Modeling spatial trends and selecting tropical wheat genotypes in multi-environment trials
Caique Machado e Silva, Victor Silva Signorini, Saulo Fabrício da Silva Chaves, Diana Jhulia Palheta de Souza, Gabriel Wolter Lima, Cleiton Renato Casagrande, Henrique Caletti Mezzomo, João Paulo Oliveira Ribeiro and Maicon Nardino
Abstract: In many cases, traditional analysis of breeding trials based on analysis of variance (ANOVA) do not allow a suitable genetic evaluation. Alternatively, mixed model-based approaches create the possibility of dealing with unbalanced data and modeling spatial trends.
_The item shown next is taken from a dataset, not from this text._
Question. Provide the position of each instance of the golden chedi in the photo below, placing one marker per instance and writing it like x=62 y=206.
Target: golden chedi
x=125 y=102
The aims of this study were to compare the goodness-of-fit of the model and the genotype ranking through different residual modeling approaches and to select the best performing tropical wheat genotypes based on the best-fitting model. A panel of tropical wheat genotypes was evaluated in three field trials conducted between 2020 and 2021 for grain yield. Linear mixed model analyses were used on the data to estimate the genetic parameters and to predict the genotypic values in analyses of single- and multi-environment trials. Accounting for spatial trends in the analyses of single-and multi-environment trials provides better outcomes than the compound symmetry model does.